USA – The U.S. Department of Labor is conducting federal investigations into Tyson Foods and Perdue Farms, two major meatpacking companies, in response to allegations of child labor violations at their meatpacking plants.
The investigations are being carried out by the Department’s Wage and Hour Division, although specific details about the probes have not been disclosed at this time.
These investigations come in the wake of an investigative report published by The New York Times Magazine, which highlighted a disturbing incident at a Perdue Farms slaughterhouse in Virginia.
The report detailed how a 14-year-old Guatemalan immigrant, working at the facility, suffered a serious injury when operating industrial deboning equipment.
The teen had been assigned the task of cleaning residue from poultry processing when the accident occurred.
The federal Fair Labor Standards Act, originally enacted in 1938, explicitly prohibits minors from working in facilities engaged in meat slaughtering and processing due to the inherently dangerous nature of the work.
Perdue Farms has responded to these allegations by expressing its shock and asserting that it has established internal policies to prevent minors from working in hazardous positions.

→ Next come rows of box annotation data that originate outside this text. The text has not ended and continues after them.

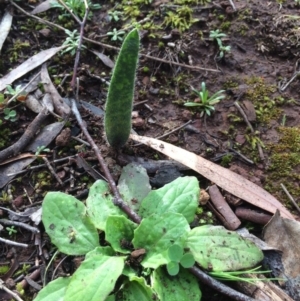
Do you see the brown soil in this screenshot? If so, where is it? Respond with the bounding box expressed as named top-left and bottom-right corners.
top-left (0, 0), bottom-right (300, 300)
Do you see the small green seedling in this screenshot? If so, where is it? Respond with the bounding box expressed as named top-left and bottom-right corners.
top-left (209, 29), bottom-right (231, 59)
top-left (4, 85), bottom-right (22, 96)
top-left (62, 29), bottom-right (86, 55)
top-left (5, 226), bottom-right (18, 236)
top-left (108, 10), bottom-right (122, 22)
top-left (107, 28), bottom-right (125, 41)
top-left (184, 82), bottom-right (225, 117)
top-left (167, 245), bottom-right (195, 276)
top-left (35, 145), bottom-right (50, 156)
top-left (3, 108), bottom-right (18, 122)
top-left (51, 0), bottom-right (101, 18)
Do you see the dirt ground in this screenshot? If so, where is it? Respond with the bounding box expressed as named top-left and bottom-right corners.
top-left (0, 0), bottom-right (300, 300)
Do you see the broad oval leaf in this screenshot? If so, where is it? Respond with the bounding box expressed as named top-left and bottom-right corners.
top-left (118, 163), bottom-right (151, 212)
top-left (64, 255), bottom-right (125, 301)
top-left (180, 253), bottom-right (195, 269)
top-left (167, 261), bottom-right (179, 276)
top-left (186, 225), bottom-right (264, 272)
top-left (85, 246), bottom-right (116, 259)
top-left (139, 177), bottom-right (200, 223)
top-left (86, 180), bottom-right (125, 231)
top-left (105, 215), bottom-right (137, 254)
top-left (34, 277), bottom-right (71, 301)
top-left (151, 267), bottom-right (202, 301)
top-left (130, 134), bottom-right (295, 220)
top-left (42, 192), bottom-right (99, 255)
top-left (168, 245), bottom-right (183, 262)
top-left (116, 276), bottom-right (155, 301)
top-left (132, 212), bottom-right (190, 269)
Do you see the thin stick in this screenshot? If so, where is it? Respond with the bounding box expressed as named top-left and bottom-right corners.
top-left (7, 71), bottom-right (41, 104)
top-left (7, 155), bottom-right (77, 177)
top-left (189, 266), bottom-right (255, 301)
top-left (0, 237), bottom-right (28, 248)
top-left (71, 3), bottom-right (89, 90)
top-left (42, 157), bottom-right (63, 186)
top-left (234, 101), bottom-right (265, 161)
top-left (0, 218), bottom-right (40, 233)
top-left (280, 183), bottom-right (300, 212)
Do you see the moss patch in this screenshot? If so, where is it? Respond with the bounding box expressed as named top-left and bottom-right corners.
top-left (265, 127), bottom-right (300, 207)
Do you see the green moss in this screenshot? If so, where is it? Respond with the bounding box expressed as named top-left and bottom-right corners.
top-left (245, 77), bottom-right (282, 123)
top-left (265, 127), bottom-right (300, 205)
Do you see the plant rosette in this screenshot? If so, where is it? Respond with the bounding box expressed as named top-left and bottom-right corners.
top-left (35, 164), bottom-right (263, 301)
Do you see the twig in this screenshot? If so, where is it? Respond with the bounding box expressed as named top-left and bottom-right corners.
top-left (280, 183), bottom-right (300, 212)
top-left (0, 218), bottom-right (40, 233)
top-left (0, 279), bottom-right (23, 301)
top-left (7, 71), bottom-right (41, 104)
top-left (7, 155), bottom-right (77, 177)
top-left (71, 2), bottom-right (89, 91)
top-left (156, 120), bottom-right (192, 139)
top-left (189, 266), bottom-right (255, 301)
top-left (229, 147), bottom-right (254, 165)
top-left (0, 237), bottom-right (28, 248)
top-left (234, 101), bottom-right (265, 161)
top-left (42, 157), bottom-right (63, 186)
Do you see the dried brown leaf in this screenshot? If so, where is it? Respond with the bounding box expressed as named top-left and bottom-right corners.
top-left (130, 134), bottom-right (295, 220)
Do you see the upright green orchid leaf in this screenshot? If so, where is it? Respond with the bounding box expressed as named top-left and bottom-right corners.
top-left (167, 261), bottom-right (179, 276)
top-left (118, 163), bottom-right (151, 212)
top-left (42, 192), bottom-right (99, 255)
top-left (105, 215), bottom-right (137, 254)
top-left (186, 225), bottom-right (264, 272)
top-left (104, 29), bottom-right (140, 148)
top-left (168, 245), bottom-right (183, 262)
top-left (86, 180), bottom-right (125, 231)
top-left (116, 276), bottom-right (155, 301)
top-left (34, 277), bottom-right (71, 301)
top-left (151, 267), bottom-right (202, 301)
top-left (132, 212), bottom-right (190, 269)
top-left (64, 255), bottom-right (125, 301)
top-left (139, 177), bottom-right (200, 223)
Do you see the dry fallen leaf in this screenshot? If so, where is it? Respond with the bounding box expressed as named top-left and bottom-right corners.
top-left (130, 134), bottom-right (295, 220)
top-left (41, 64), bottom-right (71, 117)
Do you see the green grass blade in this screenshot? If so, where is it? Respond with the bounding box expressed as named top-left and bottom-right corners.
top-left (104, 29), bottom-right (140, 148)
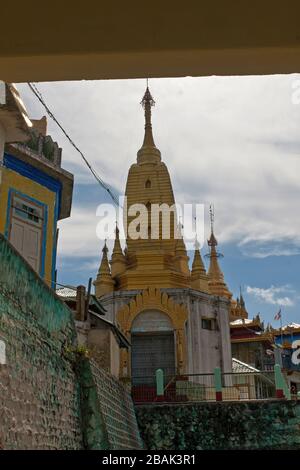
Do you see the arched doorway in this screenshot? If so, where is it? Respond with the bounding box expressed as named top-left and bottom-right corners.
top-left (131, 310), bottom-right (176, 385)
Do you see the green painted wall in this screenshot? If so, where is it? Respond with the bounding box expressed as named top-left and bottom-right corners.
top-left (136, 401), bottom-right (300, 451)
top-left (0, 235), bottom-right (141, 449)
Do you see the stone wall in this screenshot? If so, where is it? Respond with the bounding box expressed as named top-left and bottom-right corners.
top-left (78, 358), bottom-right (142, 450)
top-left (136, 400), bottom-right (300, 451)
top-left (0, 235), bottom-right (141, 449)
top-left (0, 237), bottom-right (82, 449)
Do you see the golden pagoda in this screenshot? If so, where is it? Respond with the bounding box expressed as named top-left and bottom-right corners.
top-left (94, 87), bottom-right (231, 380)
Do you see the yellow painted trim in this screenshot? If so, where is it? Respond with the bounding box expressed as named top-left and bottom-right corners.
top-left (0, 168), bottom-right (56, 284)
top-left (117, 287), bottom-right (188, 376)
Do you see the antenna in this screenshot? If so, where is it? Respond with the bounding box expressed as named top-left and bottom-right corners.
top-left (209, 204), bottom-right (215, 233)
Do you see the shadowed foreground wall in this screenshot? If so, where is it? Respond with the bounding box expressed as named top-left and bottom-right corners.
top-left (0, 235), bottom-right (140, 449)
top-left (136, 401), bottom-right (300, 451)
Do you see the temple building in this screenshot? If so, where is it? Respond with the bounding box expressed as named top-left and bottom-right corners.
top-left (94, 87), bottom-right (232, 383)
top-left (0, 92), bottom-right (73, 287)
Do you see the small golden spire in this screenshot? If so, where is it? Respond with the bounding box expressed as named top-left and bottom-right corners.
top-left (94, 240), bottom-right (114, 297)
top-left (191, 237), bottom-right (210, 293)
top-left (110, 223), bottom-right (126, 277)
top-left (138, 83), bottom-right (160, 163)
top-left (175, 222), bottom-right (190, 275)
top-left (207, 205), bottom-right (232, 299)
top-left (141, 84), bottom-right (155, 147)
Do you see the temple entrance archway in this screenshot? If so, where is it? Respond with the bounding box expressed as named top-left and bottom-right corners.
top-left (131, 310), bottom-right (176, 385)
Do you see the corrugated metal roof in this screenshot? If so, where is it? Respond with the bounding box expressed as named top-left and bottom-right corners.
top-left (56, 286), bottom-right (77, 299)
top-left (230, 318), bottom-right (253, 325)
top-left (232, 357), bottom-right (259, 373)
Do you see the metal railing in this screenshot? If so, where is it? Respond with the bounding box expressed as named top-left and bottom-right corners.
top-left (132, 371), bottom-right (276, 404)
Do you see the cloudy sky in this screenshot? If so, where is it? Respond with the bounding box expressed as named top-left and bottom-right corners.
top-left (18, 75), bottom-right (300, 325)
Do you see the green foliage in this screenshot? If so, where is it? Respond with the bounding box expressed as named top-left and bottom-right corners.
top-left (137, 401), bottom-right (300, 450)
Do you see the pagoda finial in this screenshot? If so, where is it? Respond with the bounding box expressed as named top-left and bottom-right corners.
top-left (208, 204), bottom-right (218, 247)
top-left (138, 83), bottom-right (161, 163)
top-left (94, 240), bottom-right (114, 297)
top-left (110, 222), bottom-right (126, 278)
top-left (141, 79), bottom-right (155, 147)
top-left (207, 204), bottom-right (232, 299)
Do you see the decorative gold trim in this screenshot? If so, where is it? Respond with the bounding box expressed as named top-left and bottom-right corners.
top-left (116, 287), bottom-right (188, 377)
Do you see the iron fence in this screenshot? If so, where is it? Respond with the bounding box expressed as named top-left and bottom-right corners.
top-left (132, 371), bottom-right (276, 404)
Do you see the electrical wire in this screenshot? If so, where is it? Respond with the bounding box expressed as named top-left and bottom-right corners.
top-left (27, 82), bottom-right (120, 207)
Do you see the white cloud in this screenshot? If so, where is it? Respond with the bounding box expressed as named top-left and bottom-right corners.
top-left (246, 286), bottom-right (294, 307)
top-left (14, 75), bottom-right (300, 257)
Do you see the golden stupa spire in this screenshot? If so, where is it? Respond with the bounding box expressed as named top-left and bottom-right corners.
top-left (208, 206), bottom-right (232, 299)
top-left (191, 237), bottom-right (209, 293)
top-left (94, 240), bottom-right (114, 297)
top-left (110, 223), bottom-right (126, 277)
top-left (175, 222), bottom-right (190, 275)
top-left (138, 79), bottom-right (160, 163)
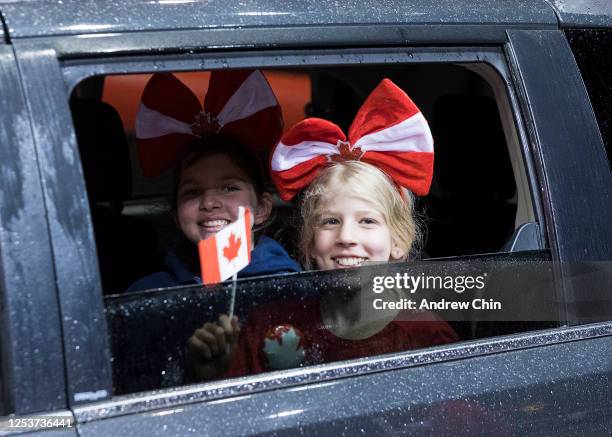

The company has also initiated a third-party audit to evaluate its child labor prevention procedures, including those of its contractors. Based on the findings of this audit, Perdue Farms commits to taking appropriate actions and cooperating with the government’s inquiry.
On the other hand, Tyson Foods had not responded to inquiries by the time of this report.
The Biden administration has expressed concerns over whether large meat companies can be held responsible when children are employed in their facilities through contractors.
The Department of Labor’s chief legal officer, Seema Nanda, stated that it is no longer acceptable for brands to claim ignorance about child labor in their supply chains.
Child labor in slaughterhouses has become a contentious issue in the meat industry in 2023.
Earlier this year, a sanitation company used by major producers like JBS and Tyson was fined US$1.5 million by the Department of Labor for employing roughly 102 individuals under the age of 18 in cleaning operations that involved handling “razor-sharp claws” and other hazardous equipment.
The Department of Homeland Security also launched an investigation into a potential child trafficking ring operating at these slaughterhouses.
In response, JBS announced it had terminated its relationship with Packers Sanitation Services and brought its cleaning operations in-house in April.